Construct $\Delta \text{PQR}$ if $\text{PQ}=5\text{ cm,}$ $m\angle \text{PQR}=105°$ and $m\angle \text{QRP}=40°.$

(Hint: Recall angle-sum property of a triangle).

Given: $m\angle \text{PQR}=105°$ and $m\angle \text{QRP}=40°.$

We know that sum of angles of a triangle is $180°.$

$\therefore m\angle \text{PQR}+m\angle \text{QRP}+m\angle \text{QPR}=180°$

$\Rightarrow 105°+40°+m\angle \text{QPR}=180°$

$\Rightarrow 145°+m\angle \text{QPR}=180°$

$\Rightarrow m\angle \text{QPR}=180°-145°$

$\Rightarrow m\angle \text{QPR}=35°$

To construct: $\Delta \text{PQR}$ where $m\angle \text{P}=35°,$ $m\angle \text{Q}=105°$ and $\text{PQ}=5\text{ cm}.$

Steps of construction:

a.  Draw a line segment $\text{PQ}=5\text{ cm}\text{.}$

b.  At point P, draw $\angle \text{XPQ}=35°$ with the help of protractor.

c.  At point Q, draw $\angle \text{YQP}=105°$ with the help of protractor.

d.  XP and YQ intersect at a point. Name the point as R.

This is the required triangle PQR.

 

 

Examine whether you can construct $\Delta \text{DEF}$ such that $\text{EF}=7.2\text{ cm},$ $\text{m}\angle \text{E}=110°$ and $\text{m}\angle \text{F}=80°$. Justify your answer.

Given: In $\Delta \text{DEF}$, $\text{m}\angle \text{E}=110°$ and $\text{m}\angle \text{F}=80°$.

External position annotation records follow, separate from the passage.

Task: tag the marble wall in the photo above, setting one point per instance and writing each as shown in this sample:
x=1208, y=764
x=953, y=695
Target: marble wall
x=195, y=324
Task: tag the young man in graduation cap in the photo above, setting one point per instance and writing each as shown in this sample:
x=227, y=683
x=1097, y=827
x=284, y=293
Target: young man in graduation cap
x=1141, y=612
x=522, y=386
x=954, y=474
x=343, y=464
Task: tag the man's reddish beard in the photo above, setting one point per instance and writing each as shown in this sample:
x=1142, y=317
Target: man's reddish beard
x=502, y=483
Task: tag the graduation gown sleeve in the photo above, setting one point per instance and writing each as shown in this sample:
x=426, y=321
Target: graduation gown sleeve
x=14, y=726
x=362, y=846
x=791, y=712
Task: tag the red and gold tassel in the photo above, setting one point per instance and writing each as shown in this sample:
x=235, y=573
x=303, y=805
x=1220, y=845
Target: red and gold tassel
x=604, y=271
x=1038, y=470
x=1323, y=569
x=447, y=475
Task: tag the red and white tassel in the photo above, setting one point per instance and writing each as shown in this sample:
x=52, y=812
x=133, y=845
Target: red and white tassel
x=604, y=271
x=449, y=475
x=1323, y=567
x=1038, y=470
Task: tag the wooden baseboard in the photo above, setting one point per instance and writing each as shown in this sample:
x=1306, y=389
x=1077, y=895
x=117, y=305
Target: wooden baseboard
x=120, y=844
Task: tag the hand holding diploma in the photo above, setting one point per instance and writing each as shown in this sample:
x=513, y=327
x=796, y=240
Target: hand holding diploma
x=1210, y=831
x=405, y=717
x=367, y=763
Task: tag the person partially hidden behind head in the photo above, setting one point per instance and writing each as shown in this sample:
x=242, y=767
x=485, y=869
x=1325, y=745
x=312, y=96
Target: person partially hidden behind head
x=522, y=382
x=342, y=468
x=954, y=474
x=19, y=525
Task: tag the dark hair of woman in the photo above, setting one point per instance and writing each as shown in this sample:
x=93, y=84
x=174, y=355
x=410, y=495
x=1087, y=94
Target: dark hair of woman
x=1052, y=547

Using the angle sum property of triangle, we get

$\angle \text{D}+\angle \text{E}+\angle \text{F}=180°$

$\Rightarrow \angle \text{D}+110°+80°=180°$

$\Rightarrow \angle \text{D}+190°=180°$

$\Rightarrow \angle \text{D}=180°-190°=-10°$

Which is not possible.

Therefore we cannot construct such a triangle.

 

Construct the right angled $\Delta \text{PQR}$, where $\text{m}\angle \text{Q}=90°$, $\text{QR}=8\text{ cm}$ and $\text{PR}=10\text{ cm}\text{.}$

To construct:

A right angled $\Delta \text{PQR}$ where $\text{m}\angle \text{Q}=90°$, $\text{QR}=8\text{ cm}$ and $\text{PR}=10\text{ cm}\text{.}$

Steps of construction:

a.  Draw a line segment $\text{QR}=8\text{ cm}\text{.}$

b.  At point Q, draw $\text{QX}\perp \text{QR}.$

c.  Taking R as centre, draw an arc of radius $10\text{ cm}.$

d.  This arc cuts QX at point P.

e.  Join P to Q.

This is the required right angled triangle PQR.

 

 

Construct a right-angled triangle whose hypotenuse is $6\text{ cm}$ long and one of the legs is $4\text{ cm}$ long.

To construct:

A right angled triangle DEF where hypotenuse, $\text{DF}=6$ cm and $\text{EF}=4\text{ cm}$

Steps of construction:

a.  Draw a line segment $\text{EF}=4\text{ cm}\text{.}$

b.  At point E, draw $\text{EX}\perp \text{EF}.$

c.  Taking F as centre and radius $6$ cm, draw an arc on line EX

d.  This arc cuts the line EX at point D.

e.  Join D to F.

This is the required right angled triangle DEF.

 

 

Construct an isosceles right-angled triangle ABC, where $\text{m}\angle \text{ACB}=90°$ and $\text{AC}=6\text{ cm}\text{.}$

To construct:

An isosceles right angled triangle ABC where $\text{m}\angle \text{C}=90°,$ $\text{AC}=\text{BC}=6\text{ cm}\text{.}$

Steps of construction:

a.  Draw a line segment $\text{AC}=6\text{ cm}\text{.}$

b.  At point C, draw $\text{XC}\perp \text{CA}.$

c.  Taking C as centre and radius $6$ cm, draw an arc on line CX.

d.  This arc cuts CX at point B.

e.  Join B to A.

This is the required isosceles right-angled triangle. ABC.